Tuesday, July 11, 2023

Emancipated!

Ahhhhhhh!
This is me yesterday, relieved, and feeling emancipated and set free.
Free to live our lives free of my mother's influence, control, meddling, interference, over-stepping boundaries, dividing my hubby and I, over-indulging the 16 YR old, without her interfering in our daily lives anymore, an answer to my prayers.
The Family meeting with the hospital went really well yesterday and she finally relented and agreed to LTC, esp. when she realized it's not much different than being at the hospital with being waited on hand-and-foot, with people at her beck-and-call, and from now on we can all start New Chapters in our lives, and she can still be a part of our lives( and we'll still go and visit her) but no longer interfering and it's honestly much less stressful without her here, and less strife, tension, no fighting, etc.and for the first time in a long  time I feel hope,too, something that I haven't felt in a long, long time, and now I don't have to die anymore,either; my original plan was to kill myself if she came back home; I was just waiting to see The Blacklist finale but now I can hold off for another time as God removed her from the equation instead so I guess for whatever unknown reason He must still want me to live?(or at least for now,anyway)

There were 2 women at the meeting, as well as my mother, my hubby, and I, and at first she balked, insisting she wanted to go home and even when I was honest with her and told her I was suicidal last time and will end up killing myself with the stress if she does come back home she just replied, But that's just you; you don't speak for everyone! (even though it's stressful for everyone)and I said to her, incredously, Don't you even care if I KILL myself? and the other 2 ladies there later told me that it really shocked, concerned, and scared them( and even gave me the number of a crisis centre to call)and they told her she no longer even qualifies for Home Care anymore because that's for people who make an effort and try to improve  and she doesn't co-operate and isn't getting any better but in fact is getting worse and needs LTC now so basically her own behaviour is to blame;she did it to herself. She's still delusional as well and says the "heart surgeon" comes to see her twice a day,too, even though the doctors that come are just Family doctors.

My mother also said she was so stressed and I told her, You know what really helps for stress? Smoking weed? You know what you need?
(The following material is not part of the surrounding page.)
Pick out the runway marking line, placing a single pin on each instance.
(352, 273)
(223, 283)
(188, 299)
To smoke a big fat doobie!  and the ladies cracked-up laughing and my hubby said, ....or other things,like Mindfulness, or meditation...I just hope now that nothing ruins it, like her changing her mind or they refuse to admit her since she doesn't have the Covid vaccine( hopefully that's all over now and they won't even mention it, plus she's already had  Covid anyway and should be immune or she can just say she had it) so now my hubby and I go and check out various Homes and my mother had better start being nicer  to me too because I get to choose her Nursing Home and if she's not nice I'll send her somewhere where they serve fish and play redneck country music! 😂Luckily for us as well it's covered by her pension and the gov't makes up the rest of the cost, but now my hubby will also have to make up the remainder of the $$$ for our  expenses( groceries, property taxes and bills I can't cover all of) that she used to pay for so now our deadbeat kids will have to finally pay off their own student loans instead of ditching my hubby with it( since he co-signed their loans; a bad idea) because now he needs the $$$$ to pay our bills and so we don't lose the house!

They said the average wait is weeks to months as well(it used to be years) but luckily in the meantime they'll still be keeping her in the hospital( thank God!) and NOT sending her back home like I was afraid of, but if she didn't agree to go they'd have no choice but to send her back home as they can't "force" her to go, and that would have been The End of me because I just can't cope, although I'm probably dying soon anyway with whatever medical thing is going on with me, so that will be a New Beginning for all of us then; her in LTC, me on the Other Side, and my hubby and the boys selling the house once I'm gone and moving into a smaller place, so we all get to start over. Yesterday Buddy was also waiting for me to come back sitting by the front door, and I also saw the first Monarch butterfly of the season as well as my Angel Bird; the bright red cardinal that I think is a sign from Heaven, either sent by God, the Holy Spirit, my Guardian Angel or someone watching over for me in Heaven  to give me reassurance.

No matter how big and strong you may be we all need a little help. Remember even a gigantic cruise ship needs a small tug boat to guide it.